La première partie s'intitule "Rêveries - Passions", Hector rêve de Harriet. Dans la deuxième partie,
il l'emmène au bal, dans une valse étourdissante. Voici la musique du 2è mouvement, sur laquelle un
passionné de Berlioz s'est donné la peine de commenter tous les détails musicaux, une curiosité anglophone.
Puis, Harriet accompagnait Hector dans une scène champêtre, évoquant (et influencée par) la
symphonie pastorale de Beethoven, autre grand émoi artistique de Berlioz, avec Shakespeare.
Après ce troisième mouvement bucolique, le compositeur était soudain pris d'angoisse dans le 4è
mouvement, "Marche au supplice", à l'idée que son amour méconnu était peut-être sans espoir.
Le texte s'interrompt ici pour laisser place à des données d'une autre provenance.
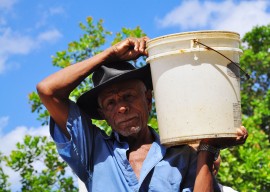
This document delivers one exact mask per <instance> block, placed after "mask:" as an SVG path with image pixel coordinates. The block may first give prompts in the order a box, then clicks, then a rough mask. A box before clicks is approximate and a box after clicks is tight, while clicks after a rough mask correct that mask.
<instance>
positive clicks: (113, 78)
mask: <svg viewBox="0 0 270 192" xmlns="http://www.w3.org/2000/svg"><path fill="white" fill-rule="evenodd" d="M131 79H139V80H141V81H143V82H144V84H145V85H146V87H147V88H148V89H151V90H152V89H153V85H152V77H151V70H150V65H149V64H146V65H145V66H143V67H141V68H138V69H134V70H132V71H129V72H126V73H124V74H121V75H118V76H115V77H114V78H112V79H110V80H108V81H106V82H104V83H102V84H100V85H98V86H96V87H94V88H92V89H91V90H89V91H87V92H85V93H84V94H82V95H81V96H80V97H79V98H78V100H77V104H78V106H79V107H80V108H81V109H82V110H83V111H84V112H85V113H86V114H88V115H89V116H90V117H91V118H92V119H98V120H103V117H101V116H100V114H99V112H98V108H99V106H98V101H97V97H98V95H99V93H100V92H101V91H102V90H103V89H104V88H106V87H107V86H109V85H112V84H113V83H117V82H120V81H125V80H131Z"/></svg>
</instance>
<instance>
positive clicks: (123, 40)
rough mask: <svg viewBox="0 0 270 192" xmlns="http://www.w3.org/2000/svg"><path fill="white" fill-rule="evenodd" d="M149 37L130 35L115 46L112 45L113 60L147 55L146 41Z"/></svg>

Il s'adonnait à l'opium, rêvait qu'il tuait sa bien-aimée, et assistait à sa propre exécution.
Dans le cinquième et dernier mouvement, intitulé "Songe d'une nuit de sabbat", le compositeur
assistait à ses propres funérailles, en compagnie de créatures fantastiques, ombres et monstres,
auxquelles s'était jointe l'aimée. La conclusion est un mélange de ronde de sabbat et de Dies irae,
sonore et claquant, grandiose, furieusement romantique. Le public a adoré!
Jean-Claude Casadesus dirigeait son orchestre avec baguette, en faisant de petits signes
supplémentaires, des indications que l'on ne voit pas avec les orchestres composés d'adultes.
Il était en symbiose avec son orchestre, sans perdre de vue que malgré l'excellence des musiciens,
il s'agissait de jeunes qui avaient besoin d'être confortés dans la qualité de leur production.
Tout en leur témoignant beaucoup de respect, autant qu'à des professionnels aguerris.
Ci-dessous, il serre la main du premier alto, après avoir serré celle du premier violon.
Le concert s'est terminé dans la joie des auditeurs et les applaudissements, clameurs, bis.
Nous avons été charmés par le programme et par la grande virtuosité de ces jeunes gens,
dont certain(e)s étaient vraiment très jeunes. Aux âmes bien nées, la valeur n'attend pas...
Merci à Tristan Labouret, élève en métiers de culture musicale, qui a rédigé le livret, très bien documenté.
En vous remerciant de votre patience pour l'ensemble du contenu de l'article.